Bu husus yeniden yargılama yapılmasına ihtiyaç duyulmayan düzeltilmesi mümkün eksiklik kapsamında görüldüğünden, Vergi Dava Dairesi kararının vergi ziyaı cezalarının tekerrür uygulanarak artırılmasına ilişkin kısımlarının 2577 sayılı Kanunun 49/1-(b) maddesi uyarınca düzeltilmesi gerektiği sonucuna varılmıştır.
KARAR SONUCU :
Açıklanan nedenlerle;
1. Temyiz isteminin reddine,
2. … Bölge İdare Mahkemesi ... Vergi Dava Dairesinin … tarih ve E:…, K:… sayılı kararının, üç kat vergi ziyaı cezalı kurumlar vergisine ilişkin kısmının oybirliğiyle ONANMASINA,
3. Anılan Vergi Dava Dairesi kararının vergi ziyaı cezalarının tekerrür hükümleri uygulanarak artırılan kısımlarına ilişkin hüküm fıkrasının Üye … ve Üye …'in karşı oyları ve oyçokluğuyla DÜZELTEREK ONANMASINA,
4. Temyiz giderlerinin istemde bulunan üzerinde bırakılmasına,
5. 492 sayılı Harçlar Kanunu'na bağlı (3) sayılı Tarife uyarınca, davacı aleyhine onanan tutar üzerinden binde 9,10 oranında ve … TL den az olmamak üzere hesaplanacak nispi karar harcından, varsa evvelce ödenen harcın mahsubundan sonra kalan harç tutarının temyiz eden davacıdan alınmasına,
6. 2577 sayılı İdari Yargılama Usulü Kanunu'nun 50. maddesi uyarınca, kararın taraflara tebliğini ve bir örneğinin de Vergi Dava Dairesine gönderilmesini teminen dosyanın Vergi Mahkemesine gönderilmesine, 25/05/2022 tarihinde oyçokluğuyla karar verildi.
(X) KARŞI OY :
Davacı adına, 2014 yılında komisyon karşılığında sahte fatura düzenlediğinin ve ithal ettiği özel tüketim vergisine tabi malları kayıt dışı sattığının tespit edildiğinden bahisle 2014 yılı için tarh edilen kurumlar vergisinin ve tekerrür hükümleri de uygulanarak kesilen vergi ziyaı cezasının kaldırılması istemiyle açılan davanın reddine ilişkin Vergi Dava Dairesi kararı temyiz edilmiştir.
213 sayılı Vergi Usul Kanunu'nun 7338 sayılı Kanun'un 38. maddesiyle değişen 339. maddesinde; “Vergi ziyaına sebebiyet vermekten veya usulsüzlükten dolayı ceza kesilen ve cezası kesinleşenlere, vergi ziyaı cezasında cezanın kesinleştiği tarihi izleyen günden itibaren beşinci yılın isabet ettiği takvim yılının sonuna kadar, usulsüzlükte cezanın kesinleştiği tarihi izleyen günden itibaren ikinci yılın isabet ettiği takvim yılının sonuna kadar tekrar ceza kesilmesi durumunda, vergi ziyaı cezası yüzde elli, usulsüzlük cezası yüzde yirmibeş oranında artırılmak suretiyle uygulanır. Şu kadar ki, artırım tutarı kesinleşen cezadan (kesinleşen birden fazla ceza olması durumunda bunlardan tutar itibarıyla en yükseğinden) fazla olamaz.

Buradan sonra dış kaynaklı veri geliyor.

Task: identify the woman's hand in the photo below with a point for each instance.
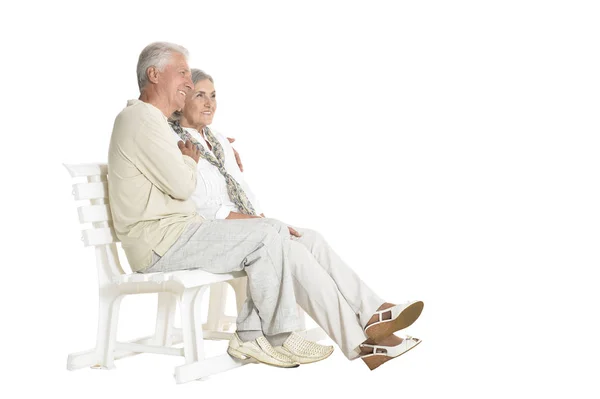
(293, 232)
(237, 156)
(237, 215)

Birinci fıkrada yer alan beş ve iki yıllık sürelerin hesabında, artırıma esas alınan cezaların kesinleşme tarihi dikkate alınır.” hükmü yer almaktadır.
5237 sayılı Türk Ceza Kanunu'nun 7. maddesinin 2. fıkrasında; ''Suçun işlendiği zaman yürürlükte bulunan kanun ile sonradan yürürlüğe giren kanunların hükümleri farklı ise, failin lehine olan kanun uygulanır ve infaz olunur'' hükmüne yer verilmiştir.
Uyuşmazlıkta, 2011/8 dönemine ilişkin olarak kesilen ve 2012 yılında kesinleşen 60,00 TL tutarındaki vergi ziyaı cezası esas alınarak, vergi asıllarının üç katı tutarındaki vergi ziyaı cezalarının tekerrür hükümleri uygulanarak %50 oranında arttırıldığı, ancak 213 sayılı Kanun'un 339. maddesinin 7338 sayılı Kanun'un 38. maddesiyle değişen hâlinin, düzenlemenin önceki hâline göre davacının lehine olduğu ve davacı lehine ortaya çıkan bu yeni hukuki durum karşısında, lehe olan kanun hükümlerinin geçmişe yürüyeceği yolundaki ceza hukuku temel ilkesi çerçevesinde, uyuşmazlıkta vergi ziyaı cezasına tekerrür hükümleri uygulanması nedeniyle arttırılan kısmın tekerrüre esas alınan vergi ziyaı cezası tutarı kadar olması gerektiği ve vergi ziyaı cezalarının tekerrür hükümleri uygulanarak artırılan kısımların 60,00 TL'ye isabet eden kısımlarında hukuka aykırılık, bu miktarı aşan kısımlarında ise hukuka uygunluk bulunmadığı anlaşılmaktadır.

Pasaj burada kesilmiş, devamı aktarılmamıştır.